It is alleged in the complaint that the defendant, the Hershatter Company, made a note for $2,000. and delivered it to A. C. Hershatter, that A. C. Hershatter endorsed the note to the Mechanics Bank which in turn endorsed it to the plaintiff and that the note is now the property of the plaintiff and has not been paid.
The defendant is entitled to information bearing upon the issue of whether the plaintiff is a holder in due course and interrogatories 1, 2 and 3 are granted.
As to interrogatories 5, 6 and 8, the first question is are they "material to the support of the mover's . . . defense?"Sec. 73, P. 38, Practice Book.
In them the defendants do not seek knowledge of collateral for their own note. They ask concerning collateral given for another debt, that of the Mechanic's Bank, along with their own.

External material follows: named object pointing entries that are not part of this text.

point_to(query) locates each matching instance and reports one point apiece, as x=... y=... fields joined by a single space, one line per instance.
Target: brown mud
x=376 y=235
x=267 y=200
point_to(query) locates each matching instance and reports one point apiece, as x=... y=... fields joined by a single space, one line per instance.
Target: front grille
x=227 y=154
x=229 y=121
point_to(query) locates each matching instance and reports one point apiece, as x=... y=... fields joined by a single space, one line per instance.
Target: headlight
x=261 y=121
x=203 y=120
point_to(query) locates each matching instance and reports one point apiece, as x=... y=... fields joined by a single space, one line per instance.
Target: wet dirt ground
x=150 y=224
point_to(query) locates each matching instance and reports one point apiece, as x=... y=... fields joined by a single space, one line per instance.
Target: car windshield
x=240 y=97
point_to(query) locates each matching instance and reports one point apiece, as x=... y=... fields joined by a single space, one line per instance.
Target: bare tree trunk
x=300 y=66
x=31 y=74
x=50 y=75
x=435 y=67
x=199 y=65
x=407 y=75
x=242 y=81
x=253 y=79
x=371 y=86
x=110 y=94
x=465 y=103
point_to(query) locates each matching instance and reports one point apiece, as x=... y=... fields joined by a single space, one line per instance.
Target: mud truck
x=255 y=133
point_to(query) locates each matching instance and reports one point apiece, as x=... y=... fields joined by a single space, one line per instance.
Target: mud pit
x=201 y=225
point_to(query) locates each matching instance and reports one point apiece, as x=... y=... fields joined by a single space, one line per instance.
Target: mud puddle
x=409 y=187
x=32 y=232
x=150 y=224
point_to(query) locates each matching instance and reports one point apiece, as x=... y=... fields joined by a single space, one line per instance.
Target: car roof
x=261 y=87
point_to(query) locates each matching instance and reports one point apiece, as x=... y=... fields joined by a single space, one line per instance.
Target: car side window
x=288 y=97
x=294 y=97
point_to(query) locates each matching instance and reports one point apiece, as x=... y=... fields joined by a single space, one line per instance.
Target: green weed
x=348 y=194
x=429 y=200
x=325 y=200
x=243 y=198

If it should appear that this debt has been satisfied by such collateral they nevertheless remain liable to their endorsee, the Mechanic's Bank, and "Whether the plaintiff sues for himself or as trustee for the payee constitutes no defense for the maker unless the latter is thereby deprived of some equitable *Page 312 defense which he may have against the payee."
3 R.C.L. (Bills Notes) Sec. 202 P. 994. Idem PermanentSupp. P. 942. McNary, et al vs. Farmers National Bank,41 L.R.A. (N.S.) 1009.
That the defendant may have such a defense is suggested by interrogatory 7 but as to this interrogatory it does not appear that the plaintiff has any knowledge and that the defendant has none.
As the pleadings now stand the motion is denied except as above granted in part.